How to calculate food cost
Food cost percentage tells you how much of every ringgit of food sales is consumed by ingredients. The formula for a period is:
Food Cost % = (Beginning Inventory + Purchases − Ending Inventory) ÷ Food Sales × 100
The numerator — beginning inventory plus purchases minus ending inventory — is your cost of goods used. Divide by the food sales that used those goods and you get the percentage.
Theoretical vs actual food cost
There are two food cost numbers, and the difference between them is where money is made or lost:
- Theoretical food cost — what your recipes and sales mix say you should have spent. It is calculated from costed recipes multiplied by items sold.

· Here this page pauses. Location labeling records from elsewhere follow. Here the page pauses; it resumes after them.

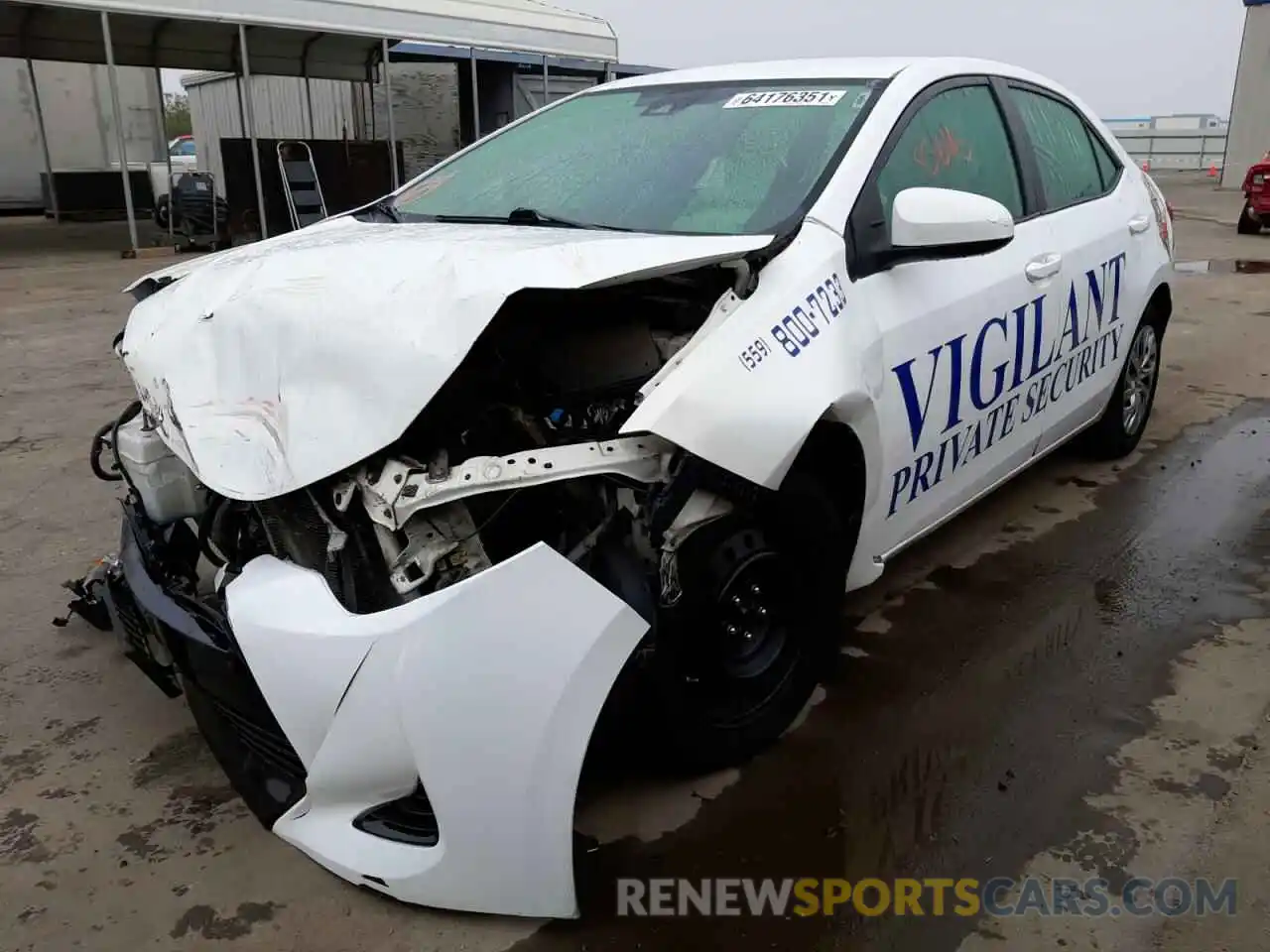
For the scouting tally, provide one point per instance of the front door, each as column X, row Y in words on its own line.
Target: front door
column 1096, row 227
column 960, row 338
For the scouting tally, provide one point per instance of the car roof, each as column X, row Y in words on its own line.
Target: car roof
column 810, row 68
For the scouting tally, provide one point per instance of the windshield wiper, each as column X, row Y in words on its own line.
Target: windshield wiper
column 385, row 207
column 526, row 216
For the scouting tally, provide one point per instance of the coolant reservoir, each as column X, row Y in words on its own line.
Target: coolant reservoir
column 169, row 490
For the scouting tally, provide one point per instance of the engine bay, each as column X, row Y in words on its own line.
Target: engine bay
column 520, row 445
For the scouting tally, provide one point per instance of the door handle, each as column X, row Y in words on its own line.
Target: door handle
column 1044, row 267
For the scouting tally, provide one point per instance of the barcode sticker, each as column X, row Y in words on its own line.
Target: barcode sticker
column 785, row 96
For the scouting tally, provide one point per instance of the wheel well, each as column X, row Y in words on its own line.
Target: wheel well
column 833, row 454
column 1160, row 308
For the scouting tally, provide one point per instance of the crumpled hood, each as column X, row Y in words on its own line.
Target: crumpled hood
column 280, row 363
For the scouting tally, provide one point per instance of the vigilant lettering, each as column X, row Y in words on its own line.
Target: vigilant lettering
column 984, row 404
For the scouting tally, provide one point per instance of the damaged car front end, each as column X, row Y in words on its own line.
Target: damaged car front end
column 397, row 529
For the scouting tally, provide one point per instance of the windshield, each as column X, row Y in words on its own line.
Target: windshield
column 717, row 159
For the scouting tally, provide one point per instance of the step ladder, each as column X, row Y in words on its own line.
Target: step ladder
column 305, row 202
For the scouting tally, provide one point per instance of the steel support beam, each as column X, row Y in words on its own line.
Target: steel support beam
column 250, row 131
column 167, row 153
column 44, row 140
column 475, row 98
column 118, row 130
column 388, row 100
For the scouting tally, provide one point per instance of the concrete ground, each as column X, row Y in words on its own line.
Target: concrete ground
column 1072, row 678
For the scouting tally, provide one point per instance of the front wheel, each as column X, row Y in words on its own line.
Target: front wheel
column 1120, row 428
column 737, row 657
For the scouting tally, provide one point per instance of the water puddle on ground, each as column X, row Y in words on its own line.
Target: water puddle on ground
column 1223, row 266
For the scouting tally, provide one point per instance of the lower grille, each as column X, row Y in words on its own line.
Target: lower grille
column 271, row 747
column 408, row 819
column 135, row 636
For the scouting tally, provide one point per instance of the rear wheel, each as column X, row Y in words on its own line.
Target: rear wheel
column 737, row 657
column 1248, row 225
column 1120, row 428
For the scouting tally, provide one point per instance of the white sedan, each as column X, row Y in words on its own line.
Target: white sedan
column 583, row 434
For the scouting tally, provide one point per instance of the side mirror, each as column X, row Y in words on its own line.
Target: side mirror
column 942, row 222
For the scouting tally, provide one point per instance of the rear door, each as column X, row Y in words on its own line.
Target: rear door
column 1097, row 229
column 960, row 336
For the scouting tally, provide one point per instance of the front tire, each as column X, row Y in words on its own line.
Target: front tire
column 737, row 658
column 1120, row 428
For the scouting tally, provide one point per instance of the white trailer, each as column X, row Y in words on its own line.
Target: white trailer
column 79, row 121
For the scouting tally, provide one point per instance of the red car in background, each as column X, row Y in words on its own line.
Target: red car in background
column 1256, row 199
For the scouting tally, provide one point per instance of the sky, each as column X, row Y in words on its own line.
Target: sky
column 1124, row 58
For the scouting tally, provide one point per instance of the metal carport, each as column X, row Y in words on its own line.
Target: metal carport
column 312, row 39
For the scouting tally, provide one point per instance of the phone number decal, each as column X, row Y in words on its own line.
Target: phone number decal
column 799, row 329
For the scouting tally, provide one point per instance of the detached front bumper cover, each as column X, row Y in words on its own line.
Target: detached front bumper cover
column 474, row 705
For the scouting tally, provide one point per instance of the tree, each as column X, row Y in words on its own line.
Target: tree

- Actual food cost — what you really spent, from purchases and inventory counts.
If theoretical food cost is 30% but actual is 35%, that 5-point gap is money lost to waste, over-portioning, theft, spoilage or unrecorded comps. On RM1m of food sales that is RM50,000 a year.
Where food cost leaks
- Over-portioning — plates going out heavier than the recipe.
- Waste and spoilage — poor prep, over-ordering, bad rotation.
- Yield loss — trim and shrinkage not accounted for in recipes.
- Receiving errors — paying for product you didn't get.
- Price creep — supplier prices rising without menu reprice.
Bringing food cost back to target
- Re-cost your top 20 selling recipes with current supplier prices.
- Standardise portions and put scales on the line.
- Count high-value inventory weekly.
- Compare theoretical vs actual and chase the biggest variance.
- Reprice or re-engineer dishes below target margin.